A small prototype vertical axis wind turbine was designed, manufactured, assembled, and then tested in the R.J. Mitchell wind tunnel facility to examine its performance and compare it with theoretical predictions.

The project highlighted that it is possible to produce innovative, renewable and sustainable methods of generating energy at low costs. The motivation for the project arose from the growing threat of climate change due to the release of greenhouse gases from the burning of fossil fuels.

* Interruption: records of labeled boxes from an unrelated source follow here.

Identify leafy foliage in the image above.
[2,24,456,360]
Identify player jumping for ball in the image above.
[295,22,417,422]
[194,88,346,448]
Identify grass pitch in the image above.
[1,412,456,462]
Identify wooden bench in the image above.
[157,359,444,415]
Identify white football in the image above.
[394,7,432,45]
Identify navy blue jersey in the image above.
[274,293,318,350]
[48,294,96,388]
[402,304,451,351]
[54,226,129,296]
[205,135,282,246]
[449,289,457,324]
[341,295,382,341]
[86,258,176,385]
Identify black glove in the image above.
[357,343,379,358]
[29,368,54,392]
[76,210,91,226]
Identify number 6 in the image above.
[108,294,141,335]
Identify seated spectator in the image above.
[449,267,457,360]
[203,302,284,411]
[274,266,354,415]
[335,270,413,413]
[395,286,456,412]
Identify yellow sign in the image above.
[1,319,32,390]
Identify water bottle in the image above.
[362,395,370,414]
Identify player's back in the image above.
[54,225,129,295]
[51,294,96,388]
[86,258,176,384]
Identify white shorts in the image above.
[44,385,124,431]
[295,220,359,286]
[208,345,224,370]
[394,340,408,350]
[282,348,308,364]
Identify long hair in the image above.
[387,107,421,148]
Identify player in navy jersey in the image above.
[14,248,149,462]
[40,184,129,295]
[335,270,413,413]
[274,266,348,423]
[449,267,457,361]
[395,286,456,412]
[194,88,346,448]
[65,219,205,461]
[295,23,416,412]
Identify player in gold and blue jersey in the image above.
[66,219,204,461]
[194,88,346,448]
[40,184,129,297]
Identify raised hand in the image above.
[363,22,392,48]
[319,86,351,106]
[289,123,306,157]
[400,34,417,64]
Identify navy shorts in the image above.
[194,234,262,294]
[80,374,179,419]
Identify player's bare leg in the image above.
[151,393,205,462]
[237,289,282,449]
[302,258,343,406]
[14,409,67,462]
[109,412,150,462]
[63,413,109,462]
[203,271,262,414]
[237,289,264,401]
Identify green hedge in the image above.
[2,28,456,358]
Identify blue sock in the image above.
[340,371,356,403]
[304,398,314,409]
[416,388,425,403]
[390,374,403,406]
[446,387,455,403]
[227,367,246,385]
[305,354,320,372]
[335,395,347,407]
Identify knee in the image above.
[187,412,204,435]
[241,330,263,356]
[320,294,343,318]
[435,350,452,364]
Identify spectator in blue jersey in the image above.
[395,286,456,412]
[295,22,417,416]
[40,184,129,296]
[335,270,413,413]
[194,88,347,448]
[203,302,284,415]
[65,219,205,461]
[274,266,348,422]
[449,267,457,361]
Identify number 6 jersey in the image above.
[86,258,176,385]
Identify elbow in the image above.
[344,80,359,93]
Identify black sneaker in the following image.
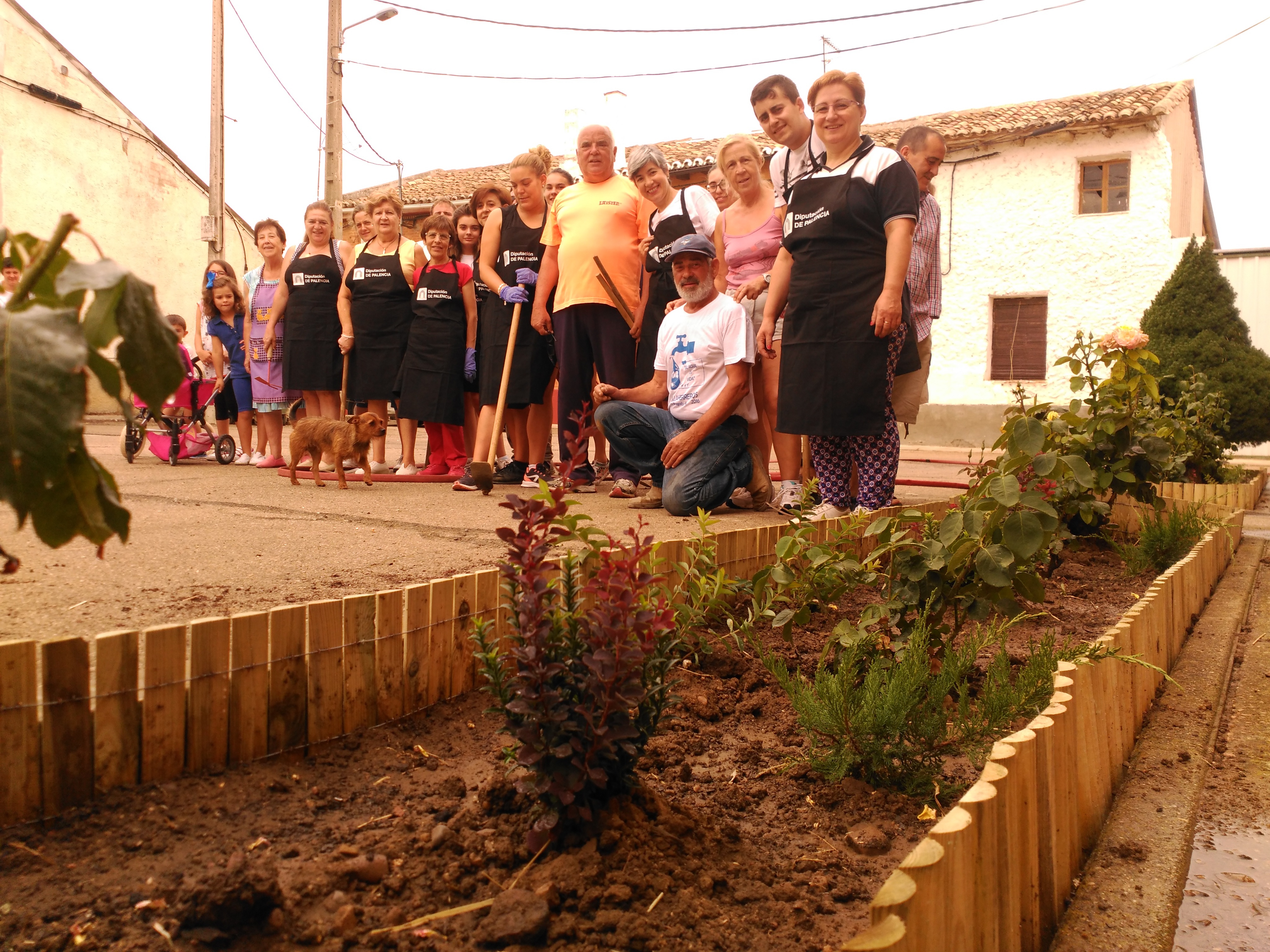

The open source wind turbine simulation software QBlade was used to determine appropriate dimensions for the turbine. Finite Element Analysis was used to analyse the structural requirements of the base, spreaders and blades. Computational Fluid Dynamics simulations were used to select an aerofoil for the blades and then to compare with the experimental data. A detailed virtual model of the turbine was produced using Computer Aided Design. The model was then used to verify the assembly and produce 2D drawings to guide the manufacturing process. The electronic control system was designed to switch between starting up the turbine and generating power.
The blades were comprised of two pieces of high density foam which were CNC milled into the half-aerofoil shapes. These were glued together to surround a carbon fibre spar and the connectors that would be used to attach the blades to the spreaders. The foam was then wrapped with carbon fibre sheets pre-impregnated with resin and then cured in the autoclave at 85°C for 12 hours.

During testing, a series of aerodynamic and mechanical improvements were made to increase the efficiency of the turbine. The power output of the turbine was measured at various wind speeds and rotational speeds. The RPM was controlled by varying the resistance of the load. The maximum power produced was 218W at a wind speed of 12.5 m/s.